I wear many hats – advisor, leader, parent, spouse, son, board member and coach, among other things. Several years ago, after coming home to a very busy household after a long day of work, my wife proceeded to have a conversation with me about something important in her life. The only problem was that my mind was so busy thinking about a variety of things that had gone on that day that I failed to really hear and understand what she was saying. Although thinking deeply and frequently about things has generally helped me in life, in this instance, it was clear that it was keeping me from being present. Moreover, the ongoing chatter in my head, along with the barrage of news, tweets, social media and other distractions that we are all exposed to every day, was increasing my stress levels, hampering my focus and generally reducing my daily joy. Therefore, despite having no background in or understanding of how to meditate, I made my first attempt that evening. I locked myself in our spare bedroom, closed my eyes and proceeded to quiet my mind. Although I had no idea what I was doing, in retrospect, that was a life changing moment because meditation has become a regular part of my life and it has dramatically improved my effectiveness, awareness and enjoyment of life (although my wife might suggest that my listening still requires work!).
In addition to calming the mind, reducing stress and improving my patience, being more mindful has had some surprising benefits. For instance, I tend to notice changes in my health more easily, such as when I’m feeling tired, stressed or out of whack. As such, I have not been sick as often, and when I do become sick, I tend to get over it much more quickly. I have since learned through my advisory role at the Buck Institute on Aging, that meditation can help prevent Alzheimer’s disease – a nice side benefit. Lastly, as someone who is in meetings with clients and colleagues on a daily basis, it’s helped me be more focused, clear and present.
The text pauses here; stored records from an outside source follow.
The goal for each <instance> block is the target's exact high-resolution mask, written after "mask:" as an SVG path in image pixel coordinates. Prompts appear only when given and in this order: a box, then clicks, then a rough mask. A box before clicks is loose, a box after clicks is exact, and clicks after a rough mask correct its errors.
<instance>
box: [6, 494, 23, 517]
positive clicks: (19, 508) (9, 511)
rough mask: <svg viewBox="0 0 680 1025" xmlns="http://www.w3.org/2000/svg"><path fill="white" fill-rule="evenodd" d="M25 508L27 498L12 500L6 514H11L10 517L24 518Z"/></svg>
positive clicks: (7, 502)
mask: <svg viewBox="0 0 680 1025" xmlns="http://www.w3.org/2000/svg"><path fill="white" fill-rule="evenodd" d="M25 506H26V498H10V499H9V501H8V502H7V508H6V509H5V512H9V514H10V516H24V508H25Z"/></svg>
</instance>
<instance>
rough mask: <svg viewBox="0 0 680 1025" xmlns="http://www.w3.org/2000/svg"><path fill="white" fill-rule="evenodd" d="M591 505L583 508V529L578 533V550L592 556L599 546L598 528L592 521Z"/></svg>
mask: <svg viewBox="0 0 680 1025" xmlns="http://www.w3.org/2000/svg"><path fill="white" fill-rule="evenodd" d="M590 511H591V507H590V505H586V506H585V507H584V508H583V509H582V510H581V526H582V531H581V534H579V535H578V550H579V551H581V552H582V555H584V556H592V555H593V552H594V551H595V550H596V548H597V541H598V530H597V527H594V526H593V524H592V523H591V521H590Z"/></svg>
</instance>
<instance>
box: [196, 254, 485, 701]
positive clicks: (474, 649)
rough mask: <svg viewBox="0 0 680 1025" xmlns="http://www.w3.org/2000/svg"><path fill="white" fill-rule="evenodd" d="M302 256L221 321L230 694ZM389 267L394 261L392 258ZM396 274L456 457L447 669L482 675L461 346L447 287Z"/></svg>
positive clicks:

This has undoubtedly led to better decision making. All in all, the benefits have been substantial.
While I’m not suggesting that meditation is for everyone, the concept of mindfulness can be very helpful in making sound financial decisions. For instance, as professionals we understand that discipline is critical to long-term investment and financial success. Investors who can stick to a long-term plan are more likely to grow their wealth and achieve their financial objectives. However, the world can often feel like a scary place and daily news reports, websites and tweets, only seek to inflame fears. It’s no wonder that many (and perhaps most) investors lose their discipline at one time or another, resulting in below average outcomes. Taking a step back and being clear and attuned to what’s happening can be enormously helpful in deciphering what is truly worth acting on and what is just noise.
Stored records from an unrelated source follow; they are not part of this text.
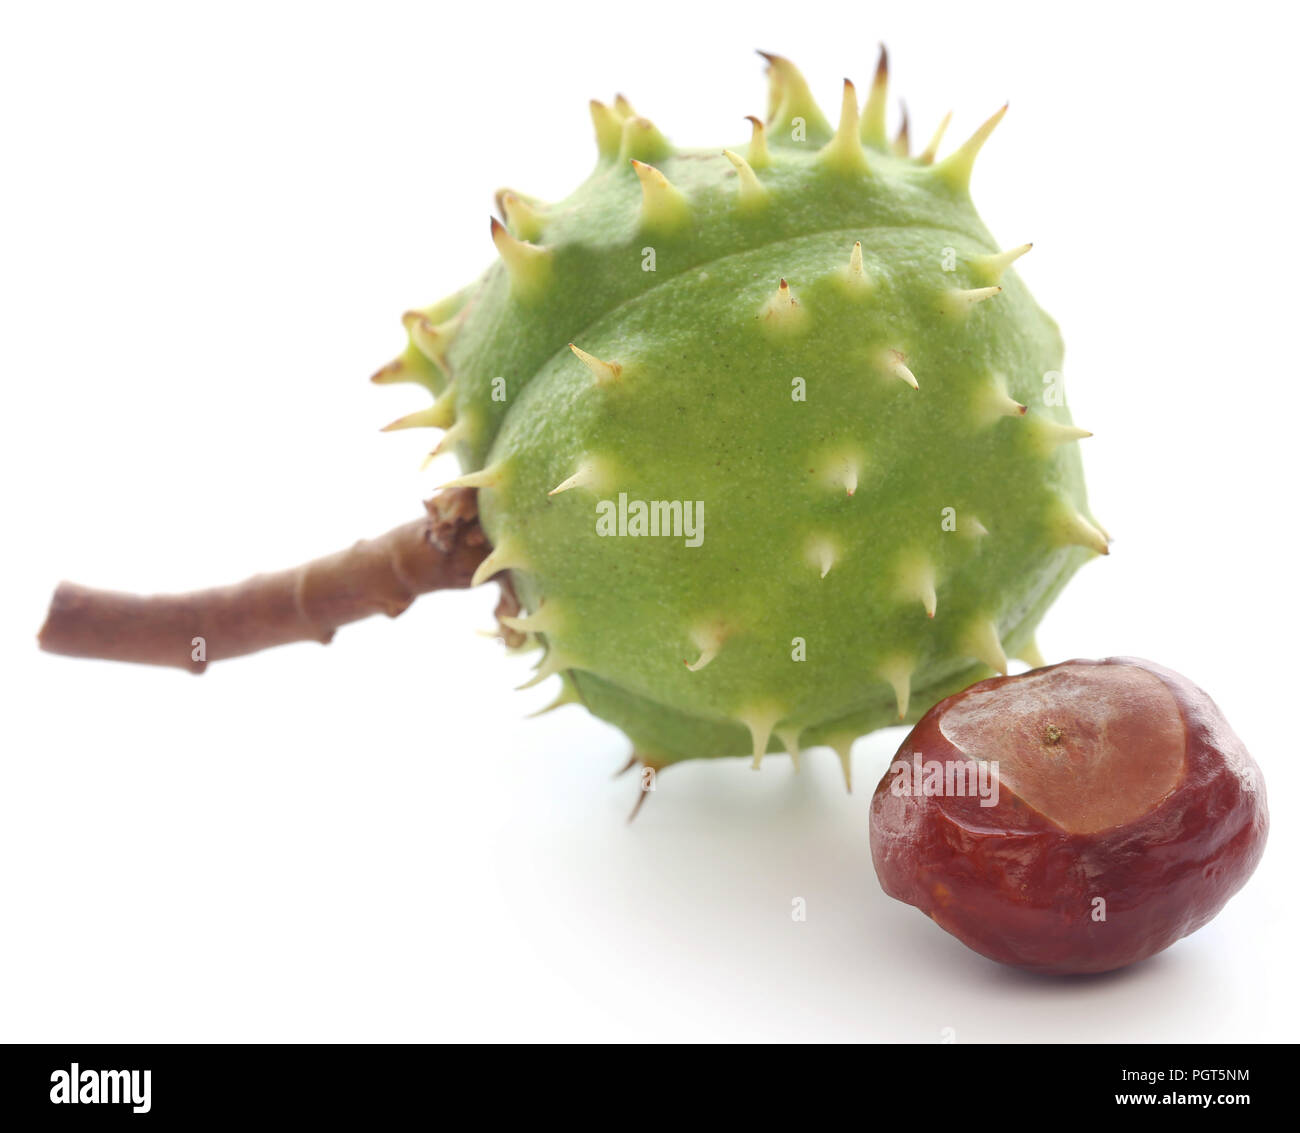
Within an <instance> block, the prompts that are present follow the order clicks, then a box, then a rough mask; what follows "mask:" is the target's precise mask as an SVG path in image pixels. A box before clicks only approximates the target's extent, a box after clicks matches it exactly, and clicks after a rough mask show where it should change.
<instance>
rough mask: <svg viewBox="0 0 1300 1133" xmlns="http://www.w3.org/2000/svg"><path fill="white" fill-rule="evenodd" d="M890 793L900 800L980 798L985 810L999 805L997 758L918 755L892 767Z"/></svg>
mask: <svg viewBox="0 0 1300 1133" xmlns="http://www.w3.org/2000/svg"><path fill="white" fill-rule="evenodd" d="M889 773H891V774H892V776H893V781H892V782H891V783H889V791H891V793H892V794H893V795H896V796H897V798H911V796H915V798H920V796H924V798H935V796H948V798H978V799H979V804H980V806H982V807H996V806H997V798H998V780H997V760H996V759H993V760H988V759H922V756H920V752H914V754H913V756H911V759H910V760H905V759H896V760H894V761H893V763H892V764H889Z"/></svg>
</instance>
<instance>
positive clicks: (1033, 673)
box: [871, 657, 1269, 973]
mask: <svg viewBox="0 0 1300 1133" xmlns="http://www.w3.org/2000/svg"><path fill="white" fill-rule="evenodd" d="M1268 832H1269V808H1268V802H1266V799H1265V793H1264V777H1262V776H1261V774H1260V769H1258V767H1257V765H1256V763H1255V760H1253V759H1251V756H1249V754H1248V752H1247V750H1245V747H1244V746H1243V745H1242V741H1240V739H1238V737H1236V734H1235V733H1234V732H1232V729H1231V728H1230V726H1229V725H1227V721H1226V720H1225V719H1223V715H1222V713H1221V712H1219V709H1218V707H1217V706H1216V704H1214V702H1213V700H1210V698H1209V696H1208V695H1205V693H1203V691H1201V690H1200V689H1199V687H1196V685H1193V683H1192V682H1191V681H1188V680H1187V678H1186V677H1180V676H1179V674H1178V673H1174V672H1171V670H1169V669H1165V668H1162V667H1161V665H1157V664H1153V663H1152V661H1144V660H1139V659H1136V657H1108V659H1106V660H1102V661H1083V660H1078V661H1066V663H1063V664H1060V665H1052V667H1049V668H1045V669H1035V670H1034V672H1030V673H1023V674H1021V676H1017V677H996V678H993V680H991V681H982V682H980V683H978V685H972V686H971V687H970V689H966V690H965V691H963V693H958V694H957V695H954V696H949V698H948V699H946V700H941V702H940V703H939V704H936V706H935V707H933V708H931V709H930V712H927V713H926V715H924V716H923V717H922V719H920V722H918V724H917V726H915V728H914V729H913V730H911V733H910V734H909V735H907V738H906V739H905V741H904V743H902V747H901V748H900V750H898V755H897V756H896V759H894V763H893V764H892V765H891V768H889V770H887V772H885V774H884V778H881V780H880V785H879V786H878V787H876V793H875V796H874V798H872V800H871V858H872V861H874V863H875V867H876V876H878V877H879V878H880V884H881V886H883V887H884V890H885V893H888V894H889V895H891V897H896V898H898V900H904V902H907V903H909V904H914V906H917V908H919V910H920V911H922V912H924V913H927V915H928V916H930V917H931V919H932V920H933V921H935V924H937V925H939V926H940V928H943V929H946V930H948V932H949V933H952V934H953V936H954V937H957V938H958V939H959V941H962V942H963V943H966V945H969V946H970V947H972V948H975V951H978V952H983V954H984V955H985V956H989V958H991V959H993V960H1000V961H1002V963H1005V964H1015V965H1018V967H1022V968H1031V969H1034V971H1039V972H1058V973H1075V972H1109V971H1112V969H1114V968H1122V967H1125V965H1127V964H1134V963H1136V961H1138V960H1144V959H1147V956H1152V955H1154V954H1156V952H1158V951H1162V950H1164V948H1167V947H1169V946H1170V945H1171V943H1174V941H1177V939H1179V938H1180V937H1186V936H1187V934H1188V933H1192V932H1195V930H1196V929H1199V928H1200V926H1201V925H1204V924H1205V923H1206V921H1209V920H1210V919H1212V917H1213V916H1214V915H1216V913H1217V912H1218V911H1219V910H1221V908H1222V907H1223V906H1225V903H1226V902H1227V899H1229V898H1230V897H1231V895H1232V894H1234V893H1236V891H1238V890H1239V889H1240V887H1242V886H1243V885H1244V884H1245V880H1247V878H1248V877H1249V876H1251V873H1252V872H1253V871H1255V867H1256V864H1257V863H1258V860H1260V855H1261V854H1262V852H1264V843H1265V839H1266V838H1268Z"/></svg>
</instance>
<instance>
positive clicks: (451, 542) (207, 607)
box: [39, 489, 491, 673]
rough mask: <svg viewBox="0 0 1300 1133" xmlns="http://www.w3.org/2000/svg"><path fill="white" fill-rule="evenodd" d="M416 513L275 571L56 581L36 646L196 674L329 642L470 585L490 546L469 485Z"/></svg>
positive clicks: (472, 493)
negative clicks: (113, 587) (200, 588)
mask: <svg viewBox="0 0 1300 1133" xmlns="http://www.w3.org/2000/svg"><path fill="white" fill-rule="evenodd" d="M425 511H426V515H425V516H424V518H420V520H415V521H413V522H409V524H403V525H402V526H400V528H394V529H393V530H391V531H389V533H387V534H385V535H380V537H378V538H377V539H363V541H361V542H359V543H356V544H355V546H352V547H350V548H348V550H346V551H339V552H337V554H334V555H328V556H325V557H324V559H316V560H313V561H311V563H305V564H303V565H302V567H296V568H294V569H291V570H281V572H278V573H276V574H256V576H253V577H252V578H248V579H246V581H244V582H240V583H238V585H235V586H222V587H217V589H213V590H196V591H192V592H190V594H174V595H173V594H160V595H149V596H144V595H136V594H120V592H114V591H108V590H90V589H87V587H85V586H77V585H74V583H70V582H61V583H60V585H59V589H57V590H56V591H55V596H53V599H52V600H51V603H49V613H48V615H47V617H45V624H44V626H42V630H40V635H39V642H40V647H42V648H43V650H45V651H47V652H51V654H62V655H65V656H70V657H101V659H105V660H116V661H136V663H139V664H146V665H174V667H175V668H179V669H188V670H190V672H192V673H201V672H203V670H204V669H205V668H207V664H208V661H221V660H225V659H227V657H238V656H243V655H244V654H255V652H257V651H259V650H266V648H272V647H273V646H282V644H289V643H290V642H300V641H317V642H321V643H328V642H329V641H330V638H333V637H334V631H335V630H337V629H338V628H339V626H341V625H347V624H348V622H352V621H359V620H360V618H363V617H370V616H372V615H376V613H386V615H387V616H389V617H396V616H398V615H399V613H402V612H403V611H404V609H406V608H407V607H408V605H409V604H411V603H412V602H413V600H415V599H416V596H417V595H420V594H428V592H429V591H432V590H458V589H464V587H467V586H468V585H469V578H471V576H472V574H473V572H474V568H476V567H477V565H478V564H480V563H481V561H482V560H484V559H485V557H486V555H487V552H489V551H490V550H491V548H490V546H489V544H487V539H486V537H485V535H484V531H482V528H480V526H478V504H477V496H476V492H474V491H473V489H448V490H447V491H443V492H442V494H441V495H437V496H434V498H433V499H432V500H428V502H426V503H425Z"/></svg>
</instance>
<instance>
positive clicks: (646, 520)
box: [595, 491, 705, 547]
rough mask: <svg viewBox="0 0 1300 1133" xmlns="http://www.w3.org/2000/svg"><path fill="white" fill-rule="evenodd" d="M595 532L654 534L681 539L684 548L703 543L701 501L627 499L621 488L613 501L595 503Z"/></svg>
mask: <svg viewBox="0 0 1300 1133" xmlns="http://www.w3.org/2000/svg"><path fill="white" fill-rule="evenodd" d="M595 534H598V535H624V537H628V538H638V537H641V535H655V537H663V538H672V539H685V541H686V546H688V547H698V546H699V544H701V543H703V542H705V502H703V500H629V499H628V494H627V492H625V491H620V492H619V498H617V499H616V500H598V502H597V504H595Z"/></svg>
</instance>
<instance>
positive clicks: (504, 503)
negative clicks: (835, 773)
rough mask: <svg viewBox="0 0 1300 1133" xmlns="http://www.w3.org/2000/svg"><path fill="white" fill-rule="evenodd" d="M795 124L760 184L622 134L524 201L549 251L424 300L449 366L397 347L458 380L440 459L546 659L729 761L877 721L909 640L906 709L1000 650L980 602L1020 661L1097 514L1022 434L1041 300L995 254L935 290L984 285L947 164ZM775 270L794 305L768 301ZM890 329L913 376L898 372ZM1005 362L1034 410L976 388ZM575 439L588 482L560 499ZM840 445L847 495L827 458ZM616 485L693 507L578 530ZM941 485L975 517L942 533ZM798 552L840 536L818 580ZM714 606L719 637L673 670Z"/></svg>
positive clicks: (1037, 372) (650, 495) (982, 664)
Spending is another area of one’s financial life where mindfulness can come into play. We all make purchase decisions every day, many of which are either unnecessary or excessive. I’m not suggesting that you should become a spendthrift; rather, spending can be a very enjoyable part of life when we are aware of what we are doing. Simply being aware of your purchases will not only keep you on track towards your financial goals but you will enjoy what you do purchase a lot more.
If you’re interested in learning to meditate, I highly recommend several apps that are available on the iPhone (and presumably on other devices as well). I use a paid subscription called “Calm” that includes a variety of different meditations. You simply pick a meditation, pick the length of time, and listen to the guided meditation. Another app called “Relax and Rest” is quite solid and it is free. The common misconception about meditation is that you have to quiet your mind completely. The truth is that meditation is more about focusing on something (your breath, sounds around you, how your body is feeling, etc.) and trying to bring your attention back to that something once your mind races off in different directions I’ve found that simply doing meditations consistently over time yields enormous benefits even when I felt I wasn’t doing them well initially. Perfection is never attainable and meditation cannot be won.
Mindfulness might bring to mind the notion that ignorance is bliss (or perhaps the other way around). I have found that being mindful does not suggest hiding from reality; rather, it gives me a greater understanding and acceptance of what is real vs. the noise created by the activity of life. In this day and age, it seems to me that mindfulness will be an increasingly valuable skill, particularly when it comes to managing one’s finances.